3. Трансформация структуры экономики неизбежно влекла за собой трансформацию социальной структуры общества. Работник, перестававший быть обыкновенным «приложением» к конвейеру и обладавший сравнительно высокой квалификацией, уже не являлся столь беззащитным существом, как раньше. Он становился зажиточным. И в результате постепенно исчезал (или, во всяком случае, быстро численно уменьшался) классический рабочий класс, которому, согласно выраженным в середине XIX века представлениям Карла Маркса и Фридриха Энгельса, живется настолько плохо, что в ходе классовой борьбы ему совершенно нечего терять, кроме своих цепей [Маркс, Энгельс 1948, т. 1: 39]. Примерно лет через сто после «Манифеста коммунистической партии» обнаружилось, что трудящиеся постепенно богатеют, обзаводятся собственностью, счетами в банках, а значит, их склонность к традиционной классовой борьбе становится значительно меньше. Этих людей уже трудно называть пролетариатом или даже «рабочей аристократией», как принято у марксистов. Стали подыскиваться новые названия — «средний класс», служащие, «белые воротнички» и т. д. В США в 1956 году их число впервые превысило число «синих воротничков» [Белл 1999:22].
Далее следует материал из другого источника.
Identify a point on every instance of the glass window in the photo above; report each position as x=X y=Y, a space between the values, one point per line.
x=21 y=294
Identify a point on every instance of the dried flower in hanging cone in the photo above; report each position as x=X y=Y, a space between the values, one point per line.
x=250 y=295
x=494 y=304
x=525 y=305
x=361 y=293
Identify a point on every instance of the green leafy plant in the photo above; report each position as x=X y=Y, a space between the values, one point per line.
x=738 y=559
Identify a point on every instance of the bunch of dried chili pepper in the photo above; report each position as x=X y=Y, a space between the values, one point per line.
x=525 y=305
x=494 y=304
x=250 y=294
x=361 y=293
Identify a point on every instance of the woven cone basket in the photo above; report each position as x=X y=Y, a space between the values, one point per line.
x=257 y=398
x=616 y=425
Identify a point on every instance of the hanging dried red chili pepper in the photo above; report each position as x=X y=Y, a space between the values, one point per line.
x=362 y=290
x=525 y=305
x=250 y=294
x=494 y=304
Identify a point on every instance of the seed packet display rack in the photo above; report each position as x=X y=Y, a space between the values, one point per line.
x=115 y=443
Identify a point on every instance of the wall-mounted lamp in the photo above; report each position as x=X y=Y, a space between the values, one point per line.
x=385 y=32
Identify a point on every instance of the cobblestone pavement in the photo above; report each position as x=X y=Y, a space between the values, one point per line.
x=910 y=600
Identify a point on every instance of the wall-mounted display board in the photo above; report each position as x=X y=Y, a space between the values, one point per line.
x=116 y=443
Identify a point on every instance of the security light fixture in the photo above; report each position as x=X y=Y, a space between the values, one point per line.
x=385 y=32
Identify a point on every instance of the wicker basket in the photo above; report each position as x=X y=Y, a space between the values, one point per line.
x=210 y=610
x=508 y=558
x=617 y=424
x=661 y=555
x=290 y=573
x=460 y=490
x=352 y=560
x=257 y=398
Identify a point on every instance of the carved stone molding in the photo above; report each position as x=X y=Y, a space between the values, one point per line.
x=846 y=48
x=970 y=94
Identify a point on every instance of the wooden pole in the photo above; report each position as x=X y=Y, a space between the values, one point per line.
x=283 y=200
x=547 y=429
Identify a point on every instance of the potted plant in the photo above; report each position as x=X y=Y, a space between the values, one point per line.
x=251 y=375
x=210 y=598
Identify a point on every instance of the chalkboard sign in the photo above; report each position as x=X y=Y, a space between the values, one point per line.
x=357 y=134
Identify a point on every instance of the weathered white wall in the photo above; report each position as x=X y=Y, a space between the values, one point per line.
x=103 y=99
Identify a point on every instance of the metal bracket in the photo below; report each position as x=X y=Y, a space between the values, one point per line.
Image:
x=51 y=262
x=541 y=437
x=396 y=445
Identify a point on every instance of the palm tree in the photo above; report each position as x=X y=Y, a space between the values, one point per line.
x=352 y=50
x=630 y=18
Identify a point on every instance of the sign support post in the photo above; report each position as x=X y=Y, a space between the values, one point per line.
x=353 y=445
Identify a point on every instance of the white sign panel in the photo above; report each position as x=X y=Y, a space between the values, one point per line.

4. В таких условиях даже представители левых воззрений, критикующие капиталистическую систему, стали признавать, что от трудящихся постиндустриального общества не следует ждать революционности. «Если рабочий и его босс, — писал в 1964 году крупный немецко-американский философ Герберт Маркузе, — наслаждаются одной и той же телепрограммой и посещают одни и те же курорты, если машинистка загримирована не менее эффектно, чем дочь ее начальника, если негр владеет “Кадиллаком” и все они читают одни и те же газеты, то это уподобление указывает не на исчезновение классов, но на то, насколько основное население усваивает потребности и способы их удовлетворения, служащие сохранению Истеблишмента» [Маркузе 1994: 11]. Надежды левых на преобразование общества стали связываться с бунтующим студенчеством и с выходцами из стран третьего мира, но отнюдь не с классическим рабочим классом, потерявшим в условиях общества потребления свою революционность. Впрочем, после эффектных, но не слишком эффективных молодежных «революционных боев» 1968 года надежды остались лишь на «эксплуатируемых и преследуемых представителей других рас и цветов кожи, безработных и нетрудоспособных» [Там же: 336]. В целом же общество стало значительно стабильнее, и дальнейшее его развитие профессиональные исследователи (в отличие от левых радикалов) начали рассматривать как мирную эволюцию, а не как революционное насилие.